← Back to context

Comment by hhh

15 hours ago

The models don’t change.

On paper. There's huge financial incentive to quantize the crap out of a good model to save cash after you've hooked in subscriptions.

  • And there’s an incentive to publish evidence of this to discourage it, do you have any?

    • Models aren't just big bags of floats you imagine them to be. Those bags are there, but there's a whole layer of runtimes, caches, timers, load balancers, classifiers/sanitizers, etc. around them, all of which have tunable parameters that affect the user-perceptible output.

      3 replies →

    • Anybody with more than five years in the tech industry has seen this done in all domains time and again. What evidence you have AI is different, which is the extraordinary claim in this case...

Real world usage suggests otherwise. It's been a known trend for a while. Anthropic even confirmed as such ~6 months ago but said it was a "bug" - one that somehow just keeps happening 4-6 months after a model is released.

  • Real world usage is unlikely to give you the large sample sizes needed to reliably detect the differences between models. Standard error scales as the inverse square root of sample size, so even a difference as large as 10 percentage points would require hundreds of samples.

    https://news.ycombinator.com/item?id=46810282 when they "detected" a statistically significant deviation, but that was because they used the first day's measurement as the baseline, so at some point they had enough samples to notice that this was significantly different from the long-term average. It seems like they have fixed this error by now.)

    • It's hard to trust public, high profile benchmarks because any change to a specific model (Opus 4.5 in this case) can be rejected if they have regressions on SWE-Bench-Pro, so everything that gets to be released would perform well in this benchmark

      1 reply →

They do. I'm currently seeing a degradation on Opus 4.6 on tasks it could do without trouble a few months back. Obvious I'm a sample of n=1, but I'm also convinced a new model is around the corner and they preemptively nerf their current model so people notice the "improvement".

You sure about that?

https://marginlab.ai/trackers/claude-code/

  • Well, I don't see 4.5 on there ... so I'm not sure what you're trying to say.

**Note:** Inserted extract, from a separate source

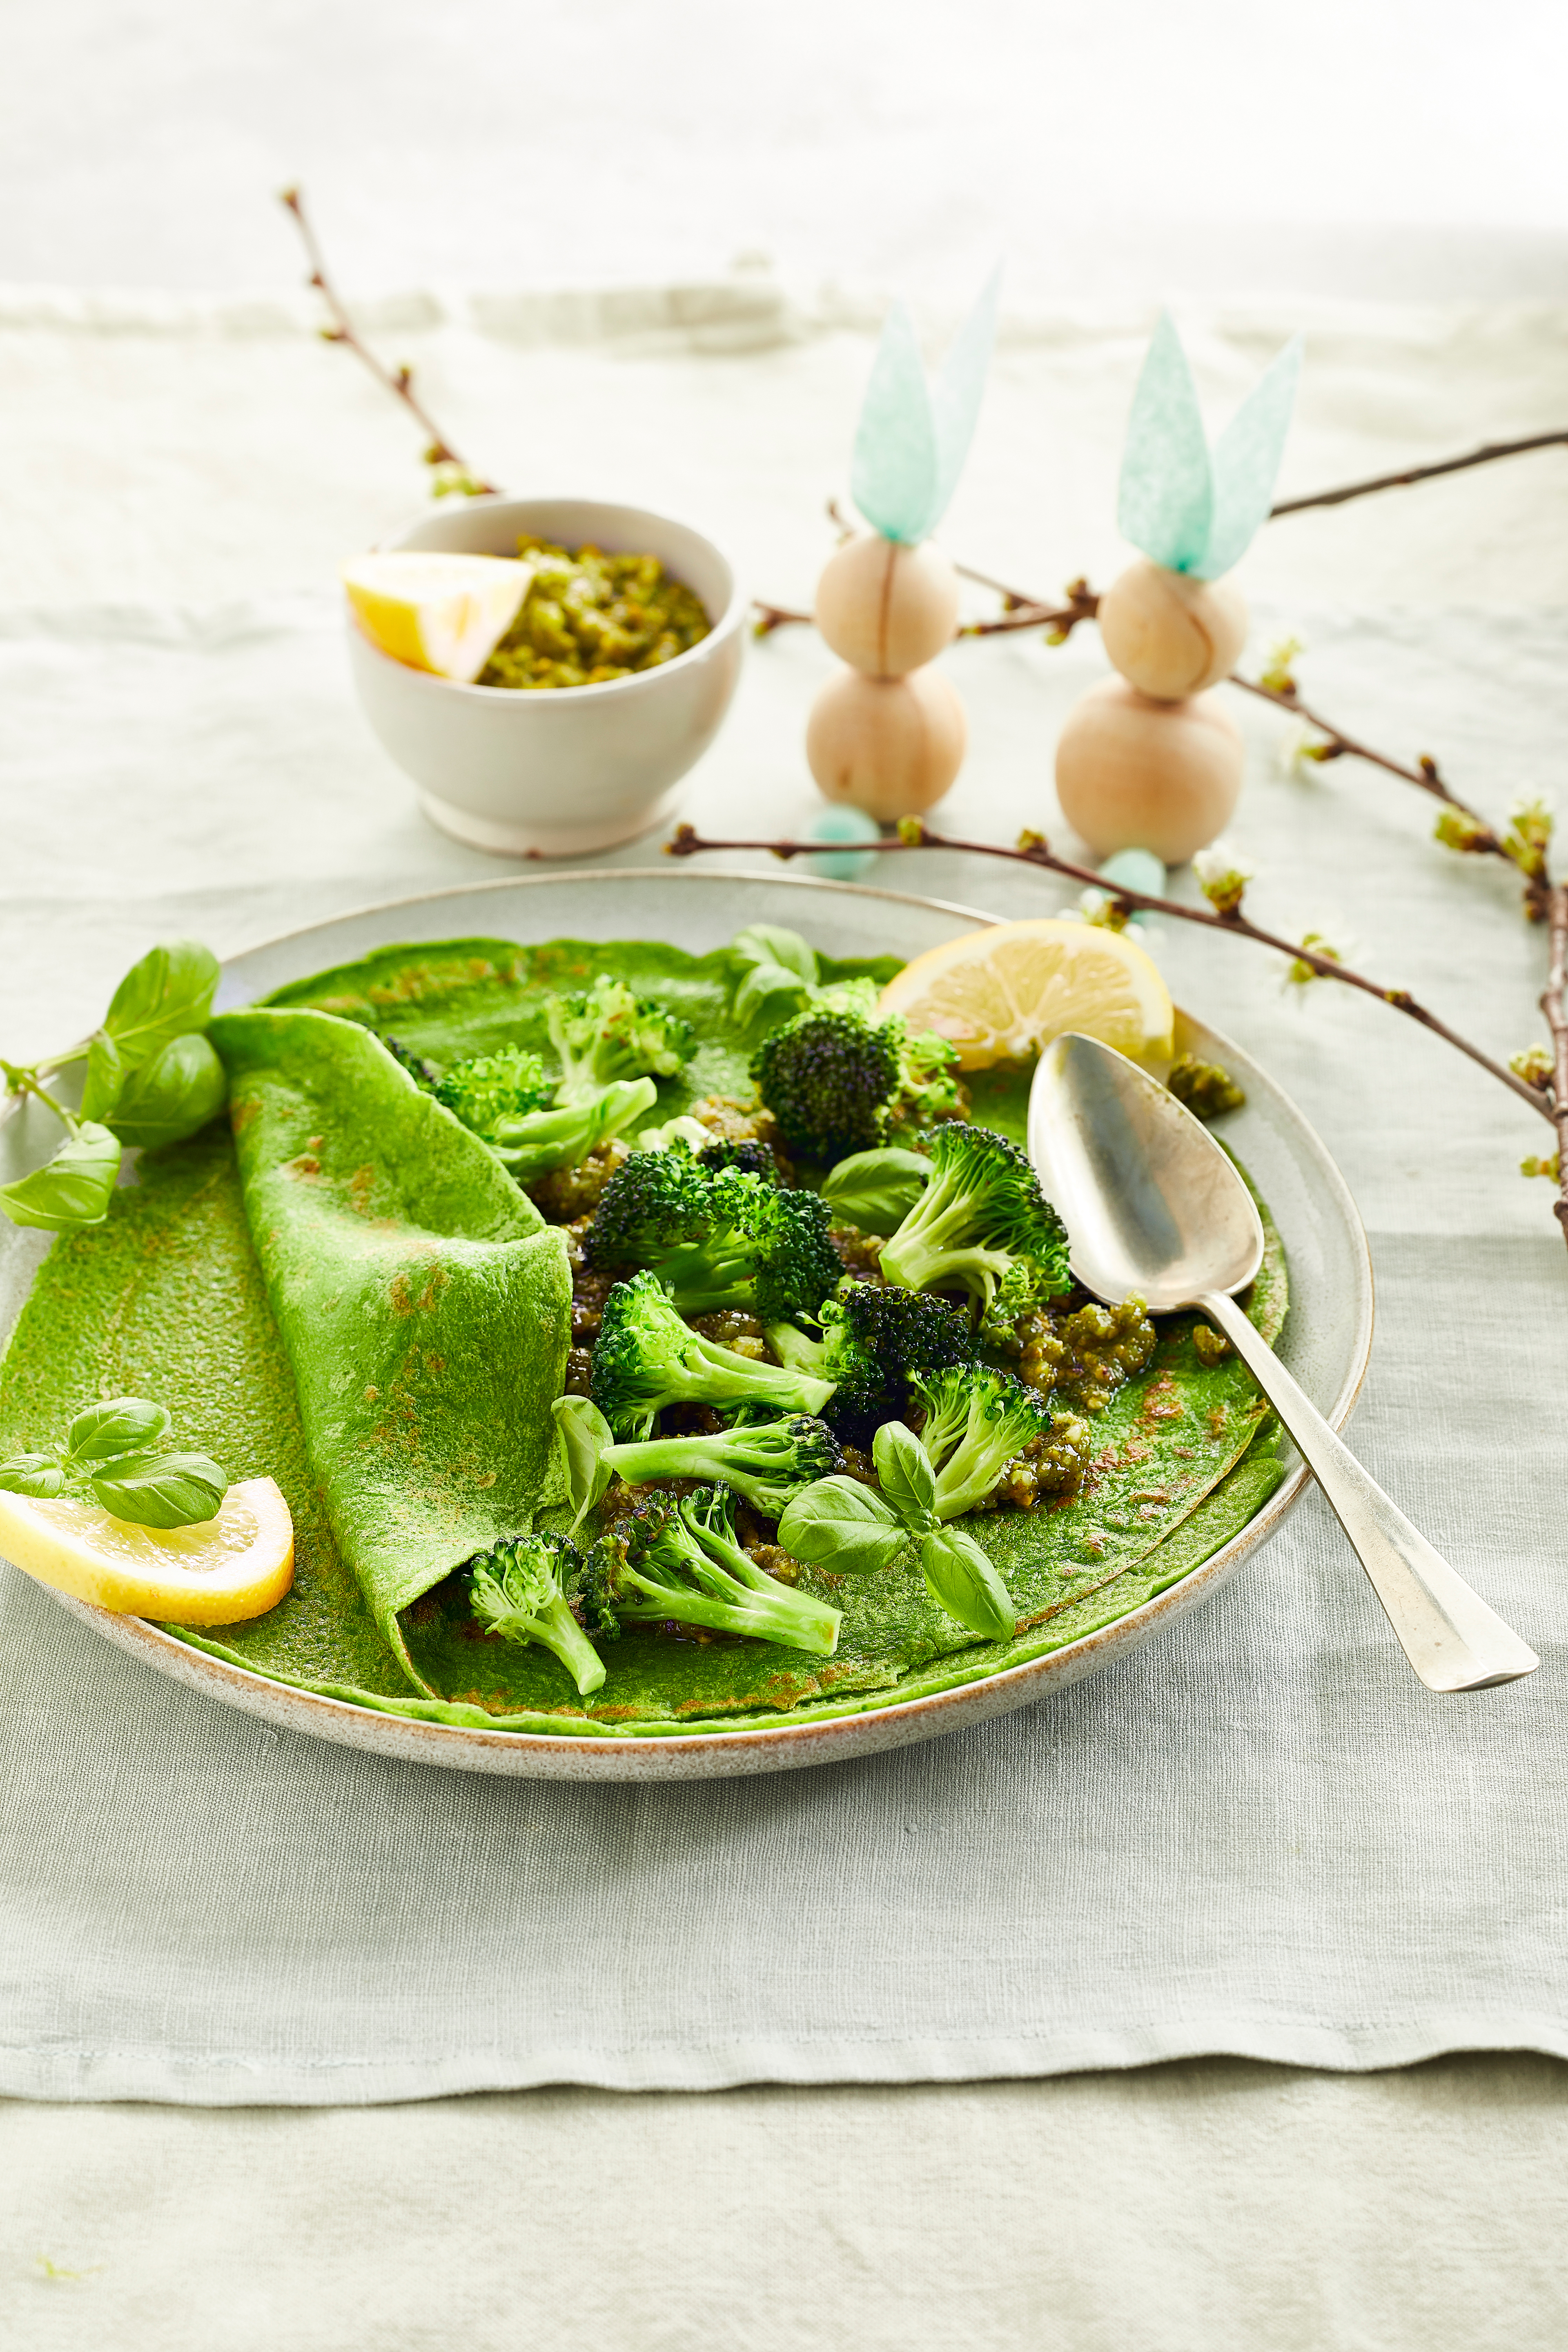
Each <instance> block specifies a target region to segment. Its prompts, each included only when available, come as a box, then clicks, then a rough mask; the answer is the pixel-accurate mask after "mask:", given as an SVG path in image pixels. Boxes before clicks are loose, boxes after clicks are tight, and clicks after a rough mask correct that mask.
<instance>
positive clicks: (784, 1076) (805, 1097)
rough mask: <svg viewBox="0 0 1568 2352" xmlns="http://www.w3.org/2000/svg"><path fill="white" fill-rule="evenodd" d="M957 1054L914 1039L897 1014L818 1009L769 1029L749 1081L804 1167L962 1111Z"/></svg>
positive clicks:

    And today is a 53% pass rate vs. a baseline 56% pass rate. That's a huge difference. If we recall what Anthropic originally promised a "max 5" user https://github.com/anthropics/claude-code/issues/16157#issue... -- which they've since removed from their site...

    50-200 prompts. That's an extra 1-6 "wrong solutions" per 5 hours ... and you have to get a lot of wrong answers to arrive at a wrong solution.

I think the conspiracy theories are silly, but equally I think pretending these black boxes are completely stable once they're released is incorrect as well.

  • No conspiracy theories. Companies being scumbags, cutting corners, and doctoring benchmarks while denying it. Happens since forever.